As the temps drop into the single digits and the wind chills drop to -20 F here in the Midwest, I thinks it’s time to talk about the effects of severe winter weather on you and your pets.
Some people think that because dogs and cats have fur, that they are not greatly effected by windchill. WRONG!!!
Frostbite is a very real danger for all living creatures. Frostbite is a condition that can occur in humans, our pets and all other animals on the face of the planet. Frostbite occurs as a result of exposure to freezing or subfreezing temperatures. At 1 degree below zero (Fahrenheit) with a sustained wind of 25 mph it only take 5 minutes to become frostbitten.
In humans it most commonly affects the extremities such as fingers, toes and ears. In dogs and cats, the tips of the ears, the tail, the scrotum, and the feet (especially the toes) are most at risk.
Frostbite occurs when a body part becomes very cold. When this happens, the blood vessels in that area become smaller to help the body conserve heat. But because the tissue then has much less of a blood supply it can eventually become as cold as the surrounding temperatures. If the tissue actually freezes, it will die.
The first signs of frostbite are a pale or gray in color in the skin or tissue. The area in question will be cold and hard to the touch. When the skin or tissue are warmed up the area will most likely become rosie red. In severe cases the exposed area will start to turn black in color. As the tissue warms, the frostbitten area becomes very painful.

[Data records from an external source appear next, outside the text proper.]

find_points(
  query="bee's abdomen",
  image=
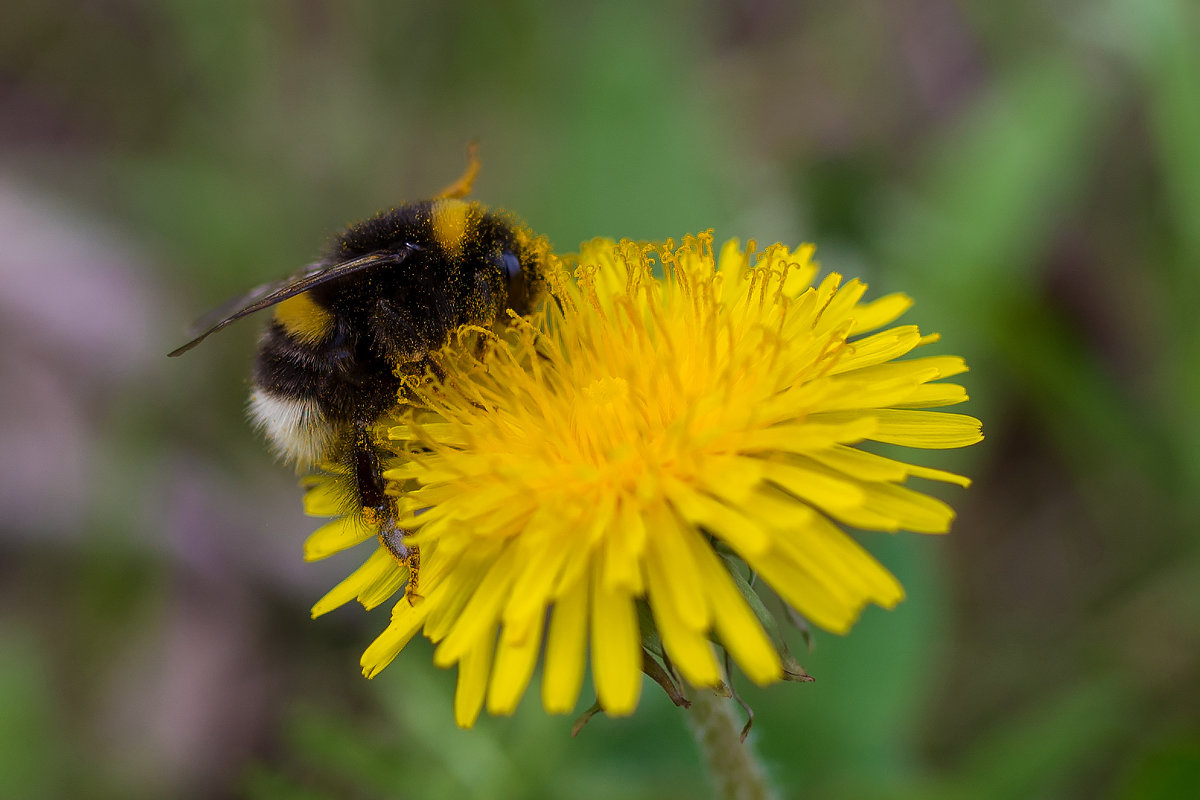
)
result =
(311, 386)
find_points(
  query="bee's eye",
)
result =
(510, 263)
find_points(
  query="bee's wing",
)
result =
(271, 293)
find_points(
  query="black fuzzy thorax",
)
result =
(387, 319)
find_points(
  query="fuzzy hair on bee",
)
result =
(348, 329)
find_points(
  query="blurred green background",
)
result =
(1029, 170)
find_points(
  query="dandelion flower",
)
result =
(619, 461)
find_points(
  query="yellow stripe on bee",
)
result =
(450, 220)
(304, 320)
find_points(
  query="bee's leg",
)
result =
(461, 187)
(379, 509)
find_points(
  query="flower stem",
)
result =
(731, 763)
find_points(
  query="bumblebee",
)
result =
(348, 329)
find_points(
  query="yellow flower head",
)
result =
(618, 461)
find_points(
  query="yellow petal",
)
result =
(473, 669)
(515, 661)
(565, 650)
(616, 649)
(406, 621)
(736, 624)
(358, 582)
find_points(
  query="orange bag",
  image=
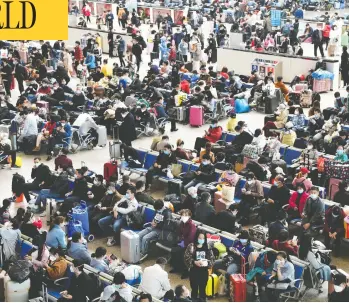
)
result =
(20, 199)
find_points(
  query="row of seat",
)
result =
(26, 245)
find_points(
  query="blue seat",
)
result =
(194, 167)
(230, 137)
(185, 165)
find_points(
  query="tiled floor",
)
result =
(96, 158)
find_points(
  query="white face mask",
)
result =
(185, 219)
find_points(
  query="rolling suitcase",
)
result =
(43, 104)
(333, 187)
(212, 285)
(110, 169)
(238, 286)
(196, 116)
(51, 208)
(102, 135)
(16, 292)
(130, 247)
(115, 146)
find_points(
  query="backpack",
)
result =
(17, 182)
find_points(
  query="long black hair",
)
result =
(304, 246)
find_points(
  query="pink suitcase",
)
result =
(42, 104)
(333, 188)
(196, 116)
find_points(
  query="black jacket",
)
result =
(80, 188)
(127, 129)
(61, 184)
(165, 160)
(41, 174)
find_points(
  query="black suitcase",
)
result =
(329, 111)
(154, 55)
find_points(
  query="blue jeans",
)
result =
(109, 224)
(43, 195)
(147, 235)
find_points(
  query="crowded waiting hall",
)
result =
(178, 151)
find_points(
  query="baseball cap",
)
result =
(304, 170)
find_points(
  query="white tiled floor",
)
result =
(96, 158)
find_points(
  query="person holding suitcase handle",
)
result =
(198, 258)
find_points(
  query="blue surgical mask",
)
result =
(243, 241)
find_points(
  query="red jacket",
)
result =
(185, 86)
(338, 225)
(292, 202)
(214, 134)
(187, 232)
(78, 55)
(326, 31)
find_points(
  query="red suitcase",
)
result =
(196, 116)
(238, 287)
(333, 188)
(110, 169)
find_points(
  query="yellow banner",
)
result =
(34, 19)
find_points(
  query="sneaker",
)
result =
(111, 242)
(143, 257)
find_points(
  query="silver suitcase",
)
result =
(130, 247)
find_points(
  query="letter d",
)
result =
(24, 13)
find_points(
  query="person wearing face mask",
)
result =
(302, 177)
(341, 156)
(314, 210)
(78, 249)
(334, 229)
(162, 162)
(342, 195)
(251, 195)
(56, 266)
(103, 208)
(80, 286)
(127, 129)
(120, 216)
(119, 285)
(187, 231)
(56, 235)
(277, 197)
(205, 174)
(155, 280)
(308, 254)
(231, 263)
(297, 201)
(41, 175)
(198, 258)
(283, 272)
(182, 294)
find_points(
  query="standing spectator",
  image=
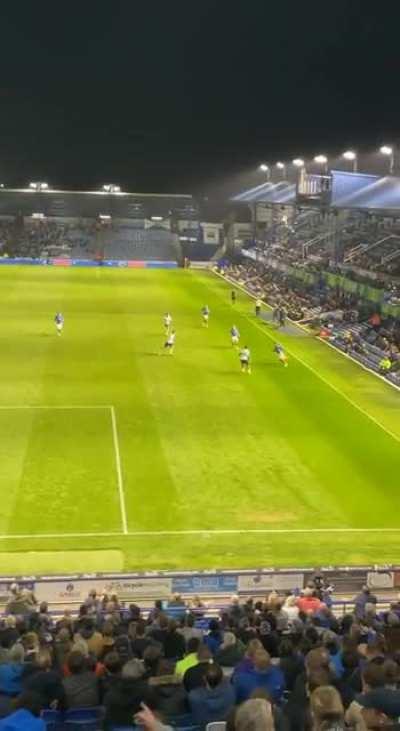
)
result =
(327, 710)
(360, 601)
(264, 675)
(215, 700)
(81, 686)
(194, 676)
(230, 652)
(190, 658)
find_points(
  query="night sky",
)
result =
(175, 96)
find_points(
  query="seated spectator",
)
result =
(264, 675)
(327, 710)
(168, 692)
(190, 658)
(11, 672)
(174, 643)
(81, 686)
(112, 672)
(254, 715)
(194, 676)
(125, 697)
(214, 700)
(26, 716)
(213, 639)
(139, 640)
(46, 682)
(92, 636)
(230, 652)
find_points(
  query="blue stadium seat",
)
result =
(53, 720)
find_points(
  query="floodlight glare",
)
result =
(349, 155)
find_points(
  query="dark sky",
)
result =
(171, 95)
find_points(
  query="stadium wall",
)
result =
(63, 262)
(162, 585)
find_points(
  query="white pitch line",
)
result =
(119, 471)
(41, 406)
(311, 369)
(194, 532)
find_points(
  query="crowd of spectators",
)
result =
(285, 663)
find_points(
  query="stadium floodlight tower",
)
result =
(39, 186)
(389, 152)
(111, 188)
(322, 160)
(281, 166)
(265, 169)
(352, 157)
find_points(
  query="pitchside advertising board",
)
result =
(346, 580)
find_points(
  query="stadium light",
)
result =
(352, 156)
(39, 186)
(265, 169)
(281, 166)
(111, 188)
(387, 150)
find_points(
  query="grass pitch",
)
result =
(182, 461)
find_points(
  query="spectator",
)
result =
(112, 672)
(190, 658)
(174, 643)
(254, 715)
(125, 697)
(214, 637)
(26, 716)
(81, 686)
(214, 701)
(139, 641)
(194, 676)
(168, 692)
(327, 710)
(363, 598)
(230, 652)
(46, 682)
(264, 675)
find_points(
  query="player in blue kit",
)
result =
(279, 350)
(205, 313)
(59, 320)
(235, 336)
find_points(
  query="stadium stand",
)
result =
(192, 667)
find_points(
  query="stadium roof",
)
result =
(282, 192)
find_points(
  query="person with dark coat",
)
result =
(168, 692)
(81, 686)
(194, 676)
(214, 701)
(125, 697)
(46, 682)
(230, 652)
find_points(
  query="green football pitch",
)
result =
(114, 455)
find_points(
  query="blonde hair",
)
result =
(326, 707)
(254, 715)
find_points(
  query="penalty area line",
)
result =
(305, 364)
(196, 532)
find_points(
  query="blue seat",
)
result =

In the case that you or your pet becomes frostbitten, you need to warm the area with slightly warm water. NEVER USE HOT WATER. The recommended water temperature is 100 to 105 degrees (F). Use a warm washcloth or hand towel or in the case of a hand or paw, soak the area in warm water. Do NOT use direct dry heat (heating pads or a hair dryer).Do not rub or massage the affected area.
After the area has been warmed to normal temperature dry it gently and thoroughly. Get medical assistance as soon as possible. In the case of pets, contact your veterinarian and have your pet examined immediately. DO NOT WAIT. Keep warm during the travel. A warm dry blanket can be used. Do not give any medication for pain unless you are instructed to do so. Many human pain relievers, including aspirin can be toxic to pets.
Winter weather is nothing to mes with, so be careful out there! Make sure you have a survival kit in your car. And don’t forget a big fluffy blanket for you and your dog to keep warm if your car stalls or get stuck in a show drift!